Outside of Hawaiʻi, Trask has worked with the United Nations to aid indigenous people from around the world seeking independence. She was a member of the Indigenous Initiative for Peace, helped author the United Nations Declaration on the Rights of Indigenous Peoples and was elected vice chair of the General Assembly of Nations of the Unrepresented Nations and Peoples Organization. For seven years, she worked and studied under the guidance of Mother Teresa of Calcutta. She is the younger sister of activist and writer, Professor Haunani-Kay Trask. Mililani graduated Kamehameha Schools in 1969 and earned her JD from Santa Clara University School of Law in 1978.

== Family ==
Mililani Trask was born on the island of Oʻahu in Honolulu, Hawaiʻi, and she has four siblings. Mililani's mother, Haunani Cooper, was a school teacher and Haunani’s mother, Iwalani Haia, worked for the Benevolent Societies on Maui while also engaging in efforts to raise awareness around the 1893 overthrow of Queen Liliʻuokalani. Mililani's father, Bernard Trask, was a lawyer. Mililani's grandfather, David Trask, was the first sheriff in Honolulu and was affiliated with the Territorial Legislature for 26 years. Her uncle, David Trask Jr., was a senator, a state representative, and a leader of the Hawaii Government Employees Association. He was credited for bringing the power of collective bargaining to the union.
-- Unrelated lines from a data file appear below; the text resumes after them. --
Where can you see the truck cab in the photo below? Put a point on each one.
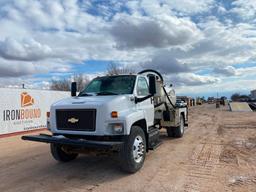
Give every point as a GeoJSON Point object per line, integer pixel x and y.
{"type": "Point", "coordinates": [115, 113]}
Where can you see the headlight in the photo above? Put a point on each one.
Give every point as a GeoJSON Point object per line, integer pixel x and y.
{"type": "Point", "coordinates": [117, 128]}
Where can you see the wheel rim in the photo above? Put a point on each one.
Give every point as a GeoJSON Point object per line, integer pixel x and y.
{"type": "Point", "coordinates": [138, 149]}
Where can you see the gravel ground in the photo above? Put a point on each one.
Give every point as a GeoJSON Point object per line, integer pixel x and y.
{"type": "Point", "coordinates": [217, 153]}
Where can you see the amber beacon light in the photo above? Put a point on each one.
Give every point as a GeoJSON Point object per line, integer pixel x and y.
{"type": "Point", "coordinates": [114, 114]}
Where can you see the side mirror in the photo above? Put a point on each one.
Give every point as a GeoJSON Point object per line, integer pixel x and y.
{"type": "Point", "coordinates": [152, 84]}
{"type": "Point", "coordinates": [73, 89]}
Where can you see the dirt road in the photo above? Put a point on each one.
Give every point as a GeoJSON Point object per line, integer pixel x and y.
{"type": "Point", "coordinates": [217, 153]}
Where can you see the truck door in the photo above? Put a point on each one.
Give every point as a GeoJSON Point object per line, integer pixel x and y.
{"type": "Point", "coordinates": [148, 105]}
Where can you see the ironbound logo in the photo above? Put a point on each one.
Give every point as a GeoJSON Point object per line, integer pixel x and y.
{"type": "Point", "coordinates": [73, 120]}
{"type": "Point", "coordinates": [20, 114]}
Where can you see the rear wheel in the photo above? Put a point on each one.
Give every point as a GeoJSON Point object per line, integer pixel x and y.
{"type": "Point", "coordinates": [179, 131]}
{"type": "Point", "coordinates": [60, 155]}
{"type": "Point", "coordinates": [133, 152]}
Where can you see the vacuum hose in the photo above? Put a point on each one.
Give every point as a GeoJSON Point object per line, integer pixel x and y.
{"type": "Point", "coordinates": [161, 77]}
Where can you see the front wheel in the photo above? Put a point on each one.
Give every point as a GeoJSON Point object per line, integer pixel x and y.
{"type": "Point", "coordinates": [60, 155]}
{"type": "Point", "coordinates": [133, 152]}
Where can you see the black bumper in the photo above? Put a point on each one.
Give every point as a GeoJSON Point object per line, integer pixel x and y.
{"type": "Point", "coordinates": [74, 142]}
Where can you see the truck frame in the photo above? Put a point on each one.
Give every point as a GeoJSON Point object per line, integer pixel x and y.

Her other uncle, Arthur Trask, was a lawyer and political figure for the Democratic Party who was well known for his abilities as an orator and storyteller.

== Office of Hawaiian Affairs ==
Mililani Trask worked for the Office of Hawaiian Affairs from 1998 to 2000 as a Trustee at Large. After the passage of the Rice Decision in 2000 gave non-Hawaiians voting access in OHA elections, Mililani lost her bid for reelection despite the fact that she won the 1998 election by a previously unprecedented number of votes cast by Hawaiians since the formation of OHA in 1978. In 2016 she ran for the Big Island OHA Trustee position on the grounds that the Office of Hawaiian Affairs needed to be more accountable to its beneficiaries. In press interviews and meetings on the topic, she has addressed the need for reform and a change in leadership. Although she did not win the 2016 election, she urged Native Hawaiians to vote.

"OHA wants to retain wardship – have the state provide it with the revenue, but they are not willing to work with their own people to provide critical needs like housing and poverty alleviation. We have to stop making the goal of self-governance be the opportunity to suck at the state and federal teat. It is not that. It is economic self-sufficiency and that's where we should be going and we're not."
— Mililani Trask

Mililani Trask has stated that, because the decisions made by OHA impact all of Hawaiʻi, there needs to be more accountability and a focus on the most critical needs of Hawaiians in terms of education, housing, healthcare, incarceration, poverty and jobs instead of political campaigns. Mililani Trask also holds eighteen years of experience with ceded Hawaiian land trusts and affordable housing.

On February 24, 2022, the OHA Board of Trustees announced the selection of Mililani Trask to replace Keola Lindsey who resigned on February 1.